Downloading:   0%|          | 0.00/773k [00:00<?, ?B/s]

For now, this behavior is kept to avoid breaking backwards compatibility when padding/encoding with `truncation is True`.
- Be aware that you SHOULD NOT rely on t5-base automatically truncating your input to 512 when padding/encoding.
- If you want to encode/pad to sequences longer than 512 you can either instantiate this tokenizer with `model_max_length` or pass `max_length` when encoding/padding.


In [2]:
# example text
original_text_en = "Machine learning (ML) is the scientific study of algorithms and statistical models that computer systems use to progressively improve their performance on a specific task. Machine learning algorithms build a mathematical model of sample data, known as “training data”, in order to make predictions or decisions without being explicitly programmed to perform the task. Machine learning algorithms are used in the applications of email filtering, detection of network intruders, and computer vision, where it is infeasible to develop an algorithm of specific instructions for performing the task. Machine learning is closely related to computational statistics, which focuses on making predictions using computers. The study of mathematical optimization delivers methods, theory and application domains to the field of machine learning. Data mining is a field of study within machine learning and focuses on exploratory data analysis through unsupervised learning. In its application across business problems, machine learning is also referred to as predictive analytics."

In [3]:
# encode the text into tensor of integers using the appropriate tokenizer
inputs = tokenizer.encode("summarize: " + original_text_en, return_tensors="pt", max_length=512, truncation=True)

In [4]:
# generate the summarization output
outputs = model.generate(
    inputs,
    max_length=150,
    min_length=40,
    length_penalty=2.0,
    num_beams=4,
    early_stopping=True)
# just for debugging
print(outputs)
print(tokenizer.decode(outputs[0]))

tensor([[    0,  1437,  1036,    41,  6858,    61,    19,     8,  4290,   810,
            13, 16783,    11, 11775,  2250,    24,  1218,  1002,   169,    12,
             3, 31599,  1172,    70,   821,    30,     3,     9,   806,  2491,
             3,     5,  1437,  1036, 16783,   918,     3,     9, 18913,   825,
            13,  3106,   331,     6,   801,    38,   105, 13023,   331,  1241,
            16,   455,    12,   143, 20099,    42,  3055,   406,   271, 21119,
          2486,    26,     3,     5,     1]])
<pad> machine learning (ML) is the scientific study of algorithms and statistical models that computer systems use to progressively improve their performance on a specific task. machine learning algorithms build a mathematical model of sample data, known as “training data”, in order to make predictions or decisions without being explicitly programmed.</s>


## Conclusion

In the end, there are multiple viable ways for text summarization. Both extractive and abstractive summarization has its advantages and disadvantages.

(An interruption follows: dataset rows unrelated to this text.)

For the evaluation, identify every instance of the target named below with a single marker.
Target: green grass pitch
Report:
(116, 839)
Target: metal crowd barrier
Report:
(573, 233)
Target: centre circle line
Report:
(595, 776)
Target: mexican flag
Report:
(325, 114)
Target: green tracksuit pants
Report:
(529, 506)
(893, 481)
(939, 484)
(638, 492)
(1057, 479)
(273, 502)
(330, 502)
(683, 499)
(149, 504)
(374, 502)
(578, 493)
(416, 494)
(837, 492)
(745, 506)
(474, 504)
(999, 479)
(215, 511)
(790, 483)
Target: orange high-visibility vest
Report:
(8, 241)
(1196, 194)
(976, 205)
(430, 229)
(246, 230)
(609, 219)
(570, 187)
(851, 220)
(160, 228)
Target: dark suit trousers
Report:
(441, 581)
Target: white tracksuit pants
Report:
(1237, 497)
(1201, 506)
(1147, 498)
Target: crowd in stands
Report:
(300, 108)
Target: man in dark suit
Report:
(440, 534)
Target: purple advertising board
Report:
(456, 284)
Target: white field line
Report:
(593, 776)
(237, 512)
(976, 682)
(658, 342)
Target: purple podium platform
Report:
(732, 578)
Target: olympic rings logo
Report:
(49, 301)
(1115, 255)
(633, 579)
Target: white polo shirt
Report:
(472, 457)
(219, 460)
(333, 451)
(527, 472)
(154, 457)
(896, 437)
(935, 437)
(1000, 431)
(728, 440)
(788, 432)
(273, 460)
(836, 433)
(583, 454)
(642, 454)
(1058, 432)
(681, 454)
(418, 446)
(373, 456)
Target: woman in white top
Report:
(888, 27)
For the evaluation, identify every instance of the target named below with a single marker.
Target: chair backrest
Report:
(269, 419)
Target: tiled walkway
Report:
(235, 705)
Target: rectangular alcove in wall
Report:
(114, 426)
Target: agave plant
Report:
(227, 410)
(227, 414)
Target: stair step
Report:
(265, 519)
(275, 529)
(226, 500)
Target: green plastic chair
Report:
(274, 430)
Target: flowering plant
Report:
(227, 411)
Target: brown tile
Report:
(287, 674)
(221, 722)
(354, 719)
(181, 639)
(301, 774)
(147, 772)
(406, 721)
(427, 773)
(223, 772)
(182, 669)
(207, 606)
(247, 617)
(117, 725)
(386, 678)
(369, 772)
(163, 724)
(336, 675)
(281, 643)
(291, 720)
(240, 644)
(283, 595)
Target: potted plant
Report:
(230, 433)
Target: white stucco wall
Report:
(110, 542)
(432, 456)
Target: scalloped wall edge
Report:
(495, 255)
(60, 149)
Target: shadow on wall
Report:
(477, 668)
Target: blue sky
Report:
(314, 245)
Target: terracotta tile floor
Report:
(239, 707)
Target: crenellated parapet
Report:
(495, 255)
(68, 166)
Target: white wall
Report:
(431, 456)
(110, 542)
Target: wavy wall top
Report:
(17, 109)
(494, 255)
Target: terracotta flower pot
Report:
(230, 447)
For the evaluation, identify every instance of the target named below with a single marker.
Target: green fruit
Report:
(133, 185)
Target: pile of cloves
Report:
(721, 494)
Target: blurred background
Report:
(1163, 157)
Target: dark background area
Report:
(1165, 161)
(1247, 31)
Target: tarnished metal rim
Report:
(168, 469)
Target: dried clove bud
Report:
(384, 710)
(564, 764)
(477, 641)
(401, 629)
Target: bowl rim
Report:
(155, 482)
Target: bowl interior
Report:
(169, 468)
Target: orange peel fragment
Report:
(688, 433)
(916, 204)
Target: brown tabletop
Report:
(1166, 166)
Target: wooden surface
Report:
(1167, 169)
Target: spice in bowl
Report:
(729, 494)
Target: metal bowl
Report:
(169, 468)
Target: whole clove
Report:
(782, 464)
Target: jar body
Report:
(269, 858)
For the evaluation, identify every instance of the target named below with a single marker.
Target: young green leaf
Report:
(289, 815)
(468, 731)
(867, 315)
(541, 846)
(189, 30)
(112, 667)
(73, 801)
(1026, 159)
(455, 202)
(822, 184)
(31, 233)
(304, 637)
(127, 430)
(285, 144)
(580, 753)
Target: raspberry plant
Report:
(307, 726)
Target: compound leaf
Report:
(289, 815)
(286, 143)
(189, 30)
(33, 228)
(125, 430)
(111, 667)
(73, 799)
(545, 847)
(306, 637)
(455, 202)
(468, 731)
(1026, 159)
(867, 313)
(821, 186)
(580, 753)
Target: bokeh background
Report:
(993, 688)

Extractive Summarization for example generally produces a more readable and syntactically correct output. This however strongly depends on the quality of the original text. This approach works best when the input text consist of general descriptions and specialized, in-depth parts. The abbreviation performance is only good with short sentences (text splits).

Abstractive Summarization offers a mor human-like approach to abbreviating texts. The trained models (in this case transformers) understand the general concepts of the text and try to create their own summarization (see text generation). Overall, these models can strongly change the sentence and text structure compared to the input text. They have difficulty however, to produce grammatically and syntactically correct texts, especially in regards to specialized vocabulary they were not trained in.

As the first approach is to create a summarization service for wikipedia texts (and other curated texts), the Extractive Summarization was selected as the better approach.